Dans les années 70, Philippe Garrel redécouvre le cinéma muet et s’aventure sur les chemins de l’art pour l’art, allant jusqu’à tourner Le Bleu des origines avec une caméra à manivelle. Aussi passionnante soit cette trajectoire (c’est peu dire que je rêve de découvrir Le Berceau de cristal, Un ange passe ou Voyage au jardin des morts), Garrel sent que son système est au bord de l’asphyxie. Sans se renier le moins du monde et en restant fidèle à son éternel romantisme de poète maudit, il inaugure avec L’Enfant secret une veine autobiographique qui reste encore de mise aujourd’hui même si, là encore, la forme a évolué au gré des années.

Dans un article passionnant rédigé dans le cadre d’une monographie publiée au moment d’une grande rétrospective à Bobigny en 2013, Thierry Jousse analysait la place de la parole dans le cinéma de Philippe Garrel. Il distinguait deux grandes périodes dans l’œuvre du cinéaste. D’abord, une période placée sous le signe de la « vision » et du présent immédiat, où la parole se raréfie au profit du témoignage d’un mal-être au monde. Jousse évoque à son propos une certaine tradition Johannique « au sens où l'apôtre Jean, figure mystique, incarne une parole visionnaire. ». A partir de L’Enfant secret, Garrel revient à la parole et à une volonté de raconter les années qu’il vient de vivre. Le critique qualifie ce moment de « période paulinienne » durant laquelle le cinéaste devient « l'homme du sens, le scribe qui doit écrire le récit... ». Si la dimension autobiographique a toujours été une composante essentielle de l’œuvre de Garrel, elle s’articule à partir de L’Enfant secret dans un « récit » ou, tout au moins, dans des fragments que l’on peut déchiffrer comme autant de pages arrachées au journal intime du poète.  

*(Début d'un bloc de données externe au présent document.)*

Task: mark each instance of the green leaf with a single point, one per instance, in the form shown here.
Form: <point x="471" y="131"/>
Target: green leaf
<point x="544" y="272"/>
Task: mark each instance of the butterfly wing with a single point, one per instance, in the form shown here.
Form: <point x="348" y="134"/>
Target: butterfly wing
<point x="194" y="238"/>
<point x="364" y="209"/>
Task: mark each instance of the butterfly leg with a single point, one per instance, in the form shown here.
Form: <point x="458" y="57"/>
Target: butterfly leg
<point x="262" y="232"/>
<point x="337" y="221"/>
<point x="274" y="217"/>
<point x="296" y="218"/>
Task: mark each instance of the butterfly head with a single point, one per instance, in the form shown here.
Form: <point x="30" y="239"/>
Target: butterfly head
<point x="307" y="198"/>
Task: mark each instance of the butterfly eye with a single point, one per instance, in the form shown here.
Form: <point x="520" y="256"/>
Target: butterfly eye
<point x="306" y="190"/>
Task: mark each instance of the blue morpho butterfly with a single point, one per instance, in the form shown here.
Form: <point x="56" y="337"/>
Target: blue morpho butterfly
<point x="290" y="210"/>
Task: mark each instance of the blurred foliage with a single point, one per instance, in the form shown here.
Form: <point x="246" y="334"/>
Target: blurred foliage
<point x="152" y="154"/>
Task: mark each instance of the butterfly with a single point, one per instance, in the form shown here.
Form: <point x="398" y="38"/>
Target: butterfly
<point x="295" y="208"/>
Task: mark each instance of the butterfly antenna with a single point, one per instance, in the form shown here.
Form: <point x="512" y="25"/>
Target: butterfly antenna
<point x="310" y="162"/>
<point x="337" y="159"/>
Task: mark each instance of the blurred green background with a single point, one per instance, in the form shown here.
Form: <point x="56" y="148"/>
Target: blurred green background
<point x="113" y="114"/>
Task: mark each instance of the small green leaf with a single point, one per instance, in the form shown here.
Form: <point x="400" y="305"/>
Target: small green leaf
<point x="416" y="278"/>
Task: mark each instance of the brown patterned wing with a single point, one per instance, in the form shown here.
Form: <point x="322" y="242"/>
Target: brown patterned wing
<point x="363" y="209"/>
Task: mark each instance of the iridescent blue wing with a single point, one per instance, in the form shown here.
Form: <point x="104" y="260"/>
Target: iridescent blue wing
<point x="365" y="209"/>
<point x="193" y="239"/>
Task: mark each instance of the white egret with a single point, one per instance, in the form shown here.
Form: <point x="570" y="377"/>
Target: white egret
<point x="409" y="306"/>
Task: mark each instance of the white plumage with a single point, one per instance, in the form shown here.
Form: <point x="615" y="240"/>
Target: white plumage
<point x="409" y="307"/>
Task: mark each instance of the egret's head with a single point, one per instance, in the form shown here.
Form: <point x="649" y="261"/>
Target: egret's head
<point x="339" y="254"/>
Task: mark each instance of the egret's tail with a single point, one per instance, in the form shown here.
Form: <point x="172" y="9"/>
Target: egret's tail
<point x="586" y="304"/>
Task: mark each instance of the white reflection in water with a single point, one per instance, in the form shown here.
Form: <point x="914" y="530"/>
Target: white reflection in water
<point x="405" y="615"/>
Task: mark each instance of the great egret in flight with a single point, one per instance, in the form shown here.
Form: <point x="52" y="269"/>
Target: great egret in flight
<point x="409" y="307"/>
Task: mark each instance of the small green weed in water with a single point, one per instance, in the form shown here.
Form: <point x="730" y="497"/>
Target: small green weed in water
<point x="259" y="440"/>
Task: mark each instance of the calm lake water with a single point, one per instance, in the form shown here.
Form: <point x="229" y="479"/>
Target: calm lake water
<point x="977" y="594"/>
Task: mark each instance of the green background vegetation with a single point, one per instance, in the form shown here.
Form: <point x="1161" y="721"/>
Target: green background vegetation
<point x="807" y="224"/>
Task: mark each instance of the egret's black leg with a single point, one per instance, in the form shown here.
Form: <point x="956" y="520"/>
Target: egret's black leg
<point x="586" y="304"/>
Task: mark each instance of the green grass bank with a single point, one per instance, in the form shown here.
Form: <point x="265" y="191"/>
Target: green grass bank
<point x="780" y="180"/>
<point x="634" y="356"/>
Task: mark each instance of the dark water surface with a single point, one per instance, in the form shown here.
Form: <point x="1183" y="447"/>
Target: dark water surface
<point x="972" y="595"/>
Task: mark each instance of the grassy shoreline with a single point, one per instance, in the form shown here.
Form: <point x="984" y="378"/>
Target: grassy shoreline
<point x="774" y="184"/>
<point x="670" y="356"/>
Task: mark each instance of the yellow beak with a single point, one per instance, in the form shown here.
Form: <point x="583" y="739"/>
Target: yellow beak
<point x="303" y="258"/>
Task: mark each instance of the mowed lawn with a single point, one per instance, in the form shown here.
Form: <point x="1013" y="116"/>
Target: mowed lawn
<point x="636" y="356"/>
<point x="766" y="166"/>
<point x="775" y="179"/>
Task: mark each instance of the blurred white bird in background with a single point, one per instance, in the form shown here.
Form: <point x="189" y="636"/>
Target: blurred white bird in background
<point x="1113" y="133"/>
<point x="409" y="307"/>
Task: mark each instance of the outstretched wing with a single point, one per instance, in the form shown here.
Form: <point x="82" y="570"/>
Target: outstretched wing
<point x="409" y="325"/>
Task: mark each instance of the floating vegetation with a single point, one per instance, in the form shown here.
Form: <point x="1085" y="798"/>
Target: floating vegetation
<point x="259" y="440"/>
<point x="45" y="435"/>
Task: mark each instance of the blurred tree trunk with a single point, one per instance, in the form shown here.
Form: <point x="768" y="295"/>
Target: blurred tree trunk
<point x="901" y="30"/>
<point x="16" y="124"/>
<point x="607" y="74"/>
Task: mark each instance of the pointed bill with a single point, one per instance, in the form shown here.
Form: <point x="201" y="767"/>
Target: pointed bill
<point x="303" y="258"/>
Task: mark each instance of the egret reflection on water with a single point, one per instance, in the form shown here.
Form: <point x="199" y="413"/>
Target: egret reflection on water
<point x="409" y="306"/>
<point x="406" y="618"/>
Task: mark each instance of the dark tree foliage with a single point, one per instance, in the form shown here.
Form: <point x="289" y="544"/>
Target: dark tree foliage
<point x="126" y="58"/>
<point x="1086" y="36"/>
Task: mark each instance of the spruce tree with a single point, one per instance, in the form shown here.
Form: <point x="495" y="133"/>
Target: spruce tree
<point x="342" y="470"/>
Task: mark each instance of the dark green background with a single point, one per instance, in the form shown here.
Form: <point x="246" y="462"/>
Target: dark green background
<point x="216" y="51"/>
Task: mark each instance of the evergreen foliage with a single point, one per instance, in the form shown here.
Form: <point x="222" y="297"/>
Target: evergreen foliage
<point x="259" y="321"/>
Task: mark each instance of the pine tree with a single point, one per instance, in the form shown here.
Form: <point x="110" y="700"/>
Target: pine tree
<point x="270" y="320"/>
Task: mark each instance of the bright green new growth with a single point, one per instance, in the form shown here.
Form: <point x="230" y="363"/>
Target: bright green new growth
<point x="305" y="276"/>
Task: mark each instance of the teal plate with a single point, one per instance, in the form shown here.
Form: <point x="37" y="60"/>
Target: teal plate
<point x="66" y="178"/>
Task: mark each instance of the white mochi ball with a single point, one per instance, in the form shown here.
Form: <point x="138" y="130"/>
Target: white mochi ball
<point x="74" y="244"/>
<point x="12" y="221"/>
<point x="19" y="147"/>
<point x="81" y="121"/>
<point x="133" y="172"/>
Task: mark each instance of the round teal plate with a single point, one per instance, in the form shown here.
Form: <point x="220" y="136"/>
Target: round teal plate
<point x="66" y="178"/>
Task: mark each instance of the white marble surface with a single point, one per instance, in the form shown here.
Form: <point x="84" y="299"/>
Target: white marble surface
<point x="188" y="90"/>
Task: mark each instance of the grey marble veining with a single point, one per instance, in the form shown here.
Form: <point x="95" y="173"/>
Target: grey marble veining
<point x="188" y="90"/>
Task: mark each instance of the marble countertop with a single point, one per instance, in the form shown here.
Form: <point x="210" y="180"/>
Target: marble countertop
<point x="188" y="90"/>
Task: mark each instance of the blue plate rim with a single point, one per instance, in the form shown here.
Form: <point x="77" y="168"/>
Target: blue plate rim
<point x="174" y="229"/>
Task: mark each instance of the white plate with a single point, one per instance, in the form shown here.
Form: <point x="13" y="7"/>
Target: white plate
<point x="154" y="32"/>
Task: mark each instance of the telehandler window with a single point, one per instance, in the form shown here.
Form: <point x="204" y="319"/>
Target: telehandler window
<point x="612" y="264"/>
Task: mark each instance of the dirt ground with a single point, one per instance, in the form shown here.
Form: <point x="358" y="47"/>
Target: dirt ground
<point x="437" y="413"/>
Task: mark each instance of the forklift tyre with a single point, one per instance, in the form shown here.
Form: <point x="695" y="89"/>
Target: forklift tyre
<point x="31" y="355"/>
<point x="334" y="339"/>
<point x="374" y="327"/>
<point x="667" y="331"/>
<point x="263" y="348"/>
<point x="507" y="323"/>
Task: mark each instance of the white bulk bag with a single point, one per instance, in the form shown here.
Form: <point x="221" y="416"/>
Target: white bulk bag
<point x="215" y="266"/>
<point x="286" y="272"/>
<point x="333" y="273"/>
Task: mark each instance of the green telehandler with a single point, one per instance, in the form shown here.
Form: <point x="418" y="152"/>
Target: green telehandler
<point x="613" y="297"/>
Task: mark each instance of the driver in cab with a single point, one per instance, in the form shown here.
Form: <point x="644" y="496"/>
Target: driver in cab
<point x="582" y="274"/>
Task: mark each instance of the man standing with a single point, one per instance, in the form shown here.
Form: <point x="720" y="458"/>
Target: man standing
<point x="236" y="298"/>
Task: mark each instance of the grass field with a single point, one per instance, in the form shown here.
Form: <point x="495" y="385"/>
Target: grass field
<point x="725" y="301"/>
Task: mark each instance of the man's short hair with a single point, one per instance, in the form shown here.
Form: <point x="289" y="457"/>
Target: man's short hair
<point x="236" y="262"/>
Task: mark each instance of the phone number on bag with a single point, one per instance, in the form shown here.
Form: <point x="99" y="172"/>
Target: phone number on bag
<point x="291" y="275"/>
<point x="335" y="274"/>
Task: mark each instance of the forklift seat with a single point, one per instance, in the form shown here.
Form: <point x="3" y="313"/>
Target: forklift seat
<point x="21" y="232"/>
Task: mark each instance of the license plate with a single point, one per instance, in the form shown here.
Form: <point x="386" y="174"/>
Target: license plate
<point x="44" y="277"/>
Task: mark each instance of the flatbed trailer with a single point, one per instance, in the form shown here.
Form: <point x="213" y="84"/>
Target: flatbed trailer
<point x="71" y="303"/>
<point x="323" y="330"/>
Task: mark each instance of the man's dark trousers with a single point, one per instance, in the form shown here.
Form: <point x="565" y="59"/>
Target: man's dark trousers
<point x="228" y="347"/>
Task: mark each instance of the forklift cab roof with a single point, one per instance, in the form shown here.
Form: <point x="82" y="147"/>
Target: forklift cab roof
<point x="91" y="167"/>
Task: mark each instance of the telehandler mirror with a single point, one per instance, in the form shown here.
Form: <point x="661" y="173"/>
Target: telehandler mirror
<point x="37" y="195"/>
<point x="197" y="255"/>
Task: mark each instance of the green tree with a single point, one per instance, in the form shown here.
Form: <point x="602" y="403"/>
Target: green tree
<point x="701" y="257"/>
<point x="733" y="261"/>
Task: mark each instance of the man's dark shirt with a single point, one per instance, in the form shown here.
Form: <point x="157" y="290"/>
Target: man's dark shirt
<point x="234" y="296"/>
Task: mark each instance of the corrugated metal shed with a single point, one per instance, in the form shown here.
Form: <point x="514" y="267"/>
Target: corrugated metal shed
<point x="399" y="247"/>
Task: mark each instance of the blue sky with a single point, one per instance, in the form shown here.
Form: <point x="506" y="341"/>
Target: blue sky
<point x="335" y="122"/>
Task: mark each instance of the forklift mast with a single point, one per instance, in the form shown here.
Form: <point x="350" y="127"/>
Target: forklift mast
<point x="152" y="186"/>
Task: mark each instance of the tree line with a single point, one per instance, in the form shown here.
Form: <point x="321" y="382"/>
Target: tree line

Le film s’ouvre d’ailleurs par un prologue muet absolument somptueux où, en dépit d’un total dénuement, Garrel parvient à donner une puissance vertigineuse à son poème visuel. On y voit une jeune femme sous les draps et un jeune garçon à son chevet. Ils descendent un escalier et se réchauffent devant la cheminée. La sublime musique de Faton Cahen s’élève et une autre femme se présente à la porte : Anne Wiazemsky. Quelque chose de l’ordre du passage de relais se joue dans ce prologue. Cette évocation muette pourrait être un film tourné par Garrel autrefois ou un extrait du film tourné par Jean-Baptiste (Henri de Maublanc, « modèle » pour Bresson dans Le Diable probablement), l’alter-ego du cinéaste dans L’Enfant secret. L’autobiographie se vit alors au présent, dans une sorte d’épiphanie visionnaire chère à Garrel (qui a toujours voué un culte à la prise unique). C’est d’autant plus troublant que le jeune homme est joué par Ari Boulogne, le véritable « enfant secret » (le fils « illégitime » de Delon – qui n’a jamais voulu le reconnaître- et Nico) dont le film va retracer l’histoire. Lorsque Anne Wiazemsky arrive, le film bascule du côté de la « fiction ». Elle s’appelle Élie, a eu un enfant avec un acteur qui ne l’a pas reconnu et tombe amoureuse de Jean-Baptiste, un cinéaste vivant dans un certain dénuement (voir son pull troué).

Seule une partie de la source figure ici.